In the U.S. and other countries, participation in a congregation is a key factor

People who are active in religious congregations tend to be happier and more civically engaged than either religiously unaffiliated adults or inactive members of religious groups, according to a new Pew Research Center analysis of survey data from the United States and more than two dozen other countries.
Religiously active people also tend to smoke and drink less, but they are not healthier in terms of exercise frequency and rates of obesity. Nor, in most countries, are highly religious people more likely to rate themselves as being in very good overall health – though the U.S. is among the possible exceptions.
Many previous studies have found positive associations between religion and health in the United States. Researchers have shown, for example, that Americans who regularly attend religious services tend to live longer.1 Other studies have focused on narrower health benefits, such as how religion may help breast cancer patients cope with stress. On the other hand, there are also studies that have not found a robust relationship between religion and better health in the U.S., and even some studies that have shown negative relationships, such as higher rates of obesity among highly religious Americans. (For more on previous studies of religion and health, see this sidebar.)

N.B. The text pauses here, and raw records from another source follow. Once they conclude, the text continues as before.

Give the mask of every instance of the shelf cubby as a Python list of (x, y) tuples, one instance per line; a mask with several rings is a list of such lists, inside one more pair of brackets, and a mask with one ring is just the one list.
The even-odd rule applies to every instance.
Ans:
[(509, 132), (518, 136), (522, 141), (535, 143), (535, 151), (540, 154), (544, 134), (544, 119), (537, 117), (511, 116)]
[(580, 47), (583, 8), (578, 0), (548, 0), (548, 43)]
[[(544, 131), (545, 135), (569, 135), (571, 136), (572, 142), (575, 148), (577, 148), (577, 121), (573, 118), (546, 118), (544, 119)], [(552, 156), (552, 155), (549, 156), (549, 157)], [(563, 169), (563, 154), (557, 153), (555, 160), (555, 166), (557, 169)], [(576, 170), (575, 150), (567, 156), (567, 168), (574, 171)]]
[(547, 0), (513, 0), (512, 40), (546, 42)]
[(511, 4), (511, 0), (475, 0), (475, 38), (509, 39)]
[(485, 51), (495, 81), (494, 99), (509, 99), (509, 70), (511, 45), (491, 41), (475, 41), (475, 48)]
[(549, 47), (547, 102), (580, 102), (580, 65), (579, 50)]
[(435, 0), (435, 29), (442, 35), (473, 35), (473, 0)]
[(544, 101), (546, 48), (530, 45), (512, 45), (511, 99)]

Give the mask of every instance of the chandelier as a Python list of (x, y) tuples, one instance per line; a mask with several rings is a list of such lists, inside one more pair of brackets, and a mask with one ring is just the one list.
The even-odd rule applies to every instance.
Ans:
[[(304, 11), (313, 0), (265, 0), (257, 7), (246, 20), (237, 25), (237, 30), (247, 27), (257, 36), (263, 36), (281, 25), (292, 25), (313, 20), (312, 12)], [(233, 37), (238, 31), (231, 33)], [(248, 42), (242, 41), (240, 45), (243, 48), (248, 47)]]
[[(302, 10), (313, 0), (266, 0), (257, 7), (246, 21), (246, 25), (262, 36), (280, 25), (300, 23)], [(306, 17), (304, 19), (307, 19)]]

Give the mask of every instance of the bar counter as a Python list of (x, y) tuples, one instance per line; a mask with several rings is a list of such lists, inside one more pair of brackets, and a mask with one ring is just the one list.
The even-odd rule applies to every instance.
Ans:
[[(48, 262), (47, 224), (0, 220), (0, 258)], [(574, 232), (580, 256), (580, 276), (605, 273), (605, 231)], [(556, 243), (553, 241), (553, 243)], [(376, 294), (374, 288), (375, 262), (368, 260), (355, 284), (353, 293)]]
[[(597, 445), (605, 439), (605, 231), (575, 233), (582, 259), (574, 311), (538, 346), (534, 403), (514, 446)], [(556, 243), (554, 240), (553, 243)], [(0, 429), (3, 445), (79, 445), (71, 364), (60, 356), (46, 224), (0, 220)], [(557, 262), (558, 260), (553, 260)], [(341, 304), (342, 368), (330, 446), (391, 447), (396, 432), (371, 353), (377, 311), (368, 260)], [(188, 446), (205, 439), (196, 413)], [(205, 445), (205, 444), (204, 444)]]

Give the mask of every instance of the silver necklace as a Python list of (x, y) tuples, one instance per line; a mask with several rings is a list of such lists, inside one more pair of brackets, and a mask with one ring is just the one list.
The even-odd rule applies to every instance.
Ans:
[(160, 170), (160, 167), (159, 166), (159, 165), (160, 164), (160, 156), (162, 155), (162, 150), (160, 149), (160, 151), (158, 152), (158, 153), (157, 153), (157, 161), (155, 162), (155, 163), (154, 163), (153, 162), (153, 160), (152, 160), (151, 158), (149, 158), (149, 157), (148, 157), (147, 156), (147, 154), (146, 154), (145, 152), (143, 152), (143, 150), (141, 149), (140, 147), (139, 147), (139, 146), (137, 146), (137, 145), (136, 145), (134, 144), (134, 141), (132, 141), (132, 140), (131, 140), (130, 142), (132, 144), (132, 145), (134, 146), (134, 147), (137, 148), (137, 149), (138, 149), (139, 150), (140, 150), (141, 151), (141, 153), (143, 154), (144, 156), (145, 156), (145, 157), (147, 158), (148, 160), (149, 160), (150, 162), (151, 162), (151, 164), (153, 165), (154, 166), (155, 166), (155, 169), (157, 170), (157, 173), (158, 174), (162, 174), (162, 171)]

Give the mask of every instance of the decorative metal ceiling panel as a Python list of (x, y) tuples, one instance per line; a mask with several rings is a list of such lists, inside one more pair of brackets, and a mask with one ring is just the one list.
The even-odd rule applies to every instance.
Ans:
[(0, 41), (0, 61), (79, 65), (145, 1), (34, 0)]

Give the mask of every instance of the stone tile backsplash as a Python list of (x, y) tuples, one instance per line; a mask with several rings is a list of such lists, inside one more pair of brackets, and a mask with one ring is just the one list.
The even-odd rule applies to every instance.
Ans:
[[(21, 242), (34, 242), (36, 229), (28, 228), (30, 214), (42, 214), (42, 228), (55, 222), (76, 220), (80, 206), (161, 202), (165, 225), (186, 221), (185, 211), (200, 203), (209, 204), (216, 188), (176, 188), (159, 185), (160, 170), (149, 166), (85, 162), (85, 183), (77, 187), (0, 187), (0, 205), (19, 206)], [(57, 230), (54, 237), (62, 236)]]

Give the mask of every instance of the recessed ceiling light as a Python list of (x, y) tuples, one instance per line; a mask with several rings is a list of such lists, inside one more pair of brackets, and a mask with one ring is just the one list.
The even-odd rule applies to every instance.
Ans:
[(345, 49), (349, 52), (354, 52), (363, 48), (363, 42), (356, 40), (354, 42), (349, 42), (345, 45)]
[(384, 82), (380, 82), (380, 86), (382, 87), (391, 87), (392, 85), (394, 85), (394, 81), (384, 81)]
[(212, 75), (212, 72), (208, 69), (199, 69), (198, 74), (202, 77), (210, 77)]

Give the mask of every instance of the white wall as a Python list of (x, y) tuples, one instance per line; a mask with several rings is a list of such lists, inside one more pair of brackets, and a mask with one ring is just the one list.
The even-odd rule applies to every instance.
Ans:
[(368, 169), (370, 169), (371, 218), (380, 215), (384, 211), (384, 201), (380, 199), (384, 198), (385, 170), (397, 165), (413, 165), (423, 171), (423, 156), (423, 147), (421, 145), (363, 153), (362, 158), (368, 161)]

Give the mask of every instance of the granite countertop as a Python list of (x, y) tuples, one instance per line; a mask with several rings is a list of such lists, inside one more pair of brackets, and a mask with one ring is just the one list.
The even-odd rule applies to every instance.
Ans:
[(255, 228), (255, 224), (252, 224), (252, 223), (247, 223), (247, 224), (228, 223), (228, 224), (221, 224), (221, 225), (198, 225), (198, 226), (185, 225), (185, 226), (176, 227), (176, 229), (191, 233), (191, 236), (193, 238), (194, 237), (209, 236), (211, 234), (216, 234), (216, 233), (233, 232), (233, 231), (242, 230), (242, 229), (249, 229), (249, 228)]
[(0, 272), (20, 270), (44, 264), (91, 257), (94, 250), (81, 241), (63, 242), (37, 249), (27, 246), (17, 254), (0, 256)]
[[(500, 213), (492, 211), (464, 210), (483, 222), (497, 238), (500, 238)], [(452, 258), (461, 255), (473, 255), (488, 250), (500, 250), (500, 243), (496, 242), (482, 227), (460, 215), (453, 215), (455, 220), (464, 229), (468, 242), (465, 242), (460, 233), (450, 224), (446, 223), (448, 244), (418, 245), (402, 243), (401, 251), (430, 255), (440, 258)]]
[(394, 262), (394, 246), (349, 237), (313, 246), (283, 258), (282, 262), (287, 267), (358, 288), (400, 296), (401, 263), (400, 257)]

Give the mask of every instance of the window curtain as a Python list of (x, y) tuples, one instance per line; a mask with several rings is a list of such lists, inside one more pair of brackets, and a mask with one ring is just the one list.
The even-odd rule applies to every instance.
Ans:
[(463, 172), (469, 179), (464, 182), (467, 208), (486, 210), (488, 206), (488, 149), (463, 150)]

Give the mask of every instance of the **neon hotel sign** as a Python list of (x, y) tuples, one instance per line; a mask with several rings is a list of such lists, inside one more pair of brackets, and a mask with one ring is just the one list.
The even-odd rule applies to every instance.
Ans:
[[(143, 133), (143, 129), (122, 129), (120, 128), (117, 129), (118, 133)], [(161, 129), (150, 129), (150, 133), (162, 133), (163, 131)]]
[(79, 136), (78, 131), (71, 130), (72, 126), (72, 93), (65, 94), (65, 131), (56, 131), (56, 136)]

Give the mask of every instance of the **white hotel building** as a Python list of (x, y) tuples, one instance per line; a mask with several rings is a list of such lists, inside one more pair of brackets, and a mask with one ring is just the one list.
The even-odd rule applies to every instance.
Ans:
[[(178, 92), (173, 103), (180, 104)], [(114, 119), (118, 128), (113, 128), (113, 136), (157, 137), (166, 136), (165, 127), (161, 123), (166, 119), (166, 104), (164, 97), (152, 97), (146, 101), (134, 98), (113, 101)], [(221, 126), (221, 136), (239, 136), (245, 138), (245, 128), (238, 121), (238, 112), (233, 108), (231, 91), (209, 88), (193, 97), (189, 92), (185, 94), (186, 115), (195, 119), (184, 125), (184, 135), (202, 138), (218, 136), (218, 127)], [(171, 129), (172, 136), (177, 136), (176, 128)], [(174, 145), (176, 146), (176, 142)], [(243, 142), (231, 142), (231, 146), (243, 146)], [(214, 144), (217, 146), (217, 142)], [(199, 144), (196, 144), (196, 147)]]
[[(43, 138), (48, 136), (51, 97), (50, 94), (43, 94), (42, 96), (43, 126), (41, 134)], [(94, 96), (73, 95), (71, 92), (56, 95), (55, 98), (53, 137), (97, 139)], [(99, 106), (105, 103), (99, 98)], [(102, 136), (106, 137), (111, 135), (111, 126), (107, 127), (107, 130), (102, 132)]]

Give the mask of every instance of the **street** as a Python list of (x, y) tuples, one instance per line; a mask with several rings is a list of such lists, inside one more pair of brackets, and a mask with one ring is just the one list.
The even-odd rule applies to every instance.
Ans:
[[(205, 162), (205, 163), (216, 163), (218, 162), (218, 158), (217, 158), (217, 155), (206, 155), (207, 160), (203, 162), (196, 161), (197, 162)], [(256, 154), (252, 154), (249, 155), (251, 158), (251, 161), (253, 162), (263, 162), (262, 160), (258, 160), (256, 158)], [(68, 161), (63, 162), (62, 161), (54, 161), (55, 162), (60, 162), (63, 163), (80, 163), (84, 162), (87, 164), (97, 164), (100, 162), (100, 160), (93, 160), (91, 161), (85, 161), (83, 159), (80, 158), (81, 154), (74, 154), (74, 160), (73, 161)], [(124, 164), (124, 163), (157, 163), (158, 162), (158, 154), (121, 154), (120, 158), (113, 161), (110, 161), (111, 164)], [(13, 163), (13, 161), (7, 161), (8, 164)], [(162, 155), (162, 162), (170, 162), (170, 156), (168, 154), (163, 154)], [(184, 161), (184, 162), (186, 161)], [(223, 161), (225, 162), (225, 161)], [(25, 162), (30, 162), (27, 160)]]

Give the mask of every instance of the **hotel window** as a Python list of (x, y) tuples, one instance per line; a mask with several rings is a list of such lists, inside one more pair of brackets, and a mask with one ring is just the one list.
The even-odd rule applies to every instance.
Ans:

Taking a broad, international approach to this complicated topic, Pew Research Center researchers set out to determine whether religion has clearly positive, negative or mixed associations with eight different indicators of individual and societal well-being available from international surveys conducted over the past decade. Specifically, this report examines survey respondents’ self-assessed levels of happiness, as well as five measures of individual health and two measures of civic participation.2
By dividing people into three categories, the study also seeks to isolate whether religious affiliation or religious participation – or both, or neither – is associated with happiness, health and civic engagement. The three categories are: “Actively religious,” made up of people who identify with a religious group and say they attend services at least once a month (sometimes called “actives”); “inactively religious,” defined as those who claim a religious identity but attend services less often (also called “inactives”); and “religiously unaffiliated,” people who do not identify with any organized religion (sometimes called “nones”).3
This analysis finds that in the U.S. and many other countries around the world, regular participation in a religious community clearly is linked with higher levels of happiness and civic engagement (specifically, voting in elections and joining community groups or other voluntary organizations). This may suggest that societies with declining levels of religious engagement, like the U.S., could be at risk for declines in personal and societal well-being. But the analysis finds comparatively little evidence that religious affiliation, by itself, is associated with a greater likelihood of personal happiness or civic involvement.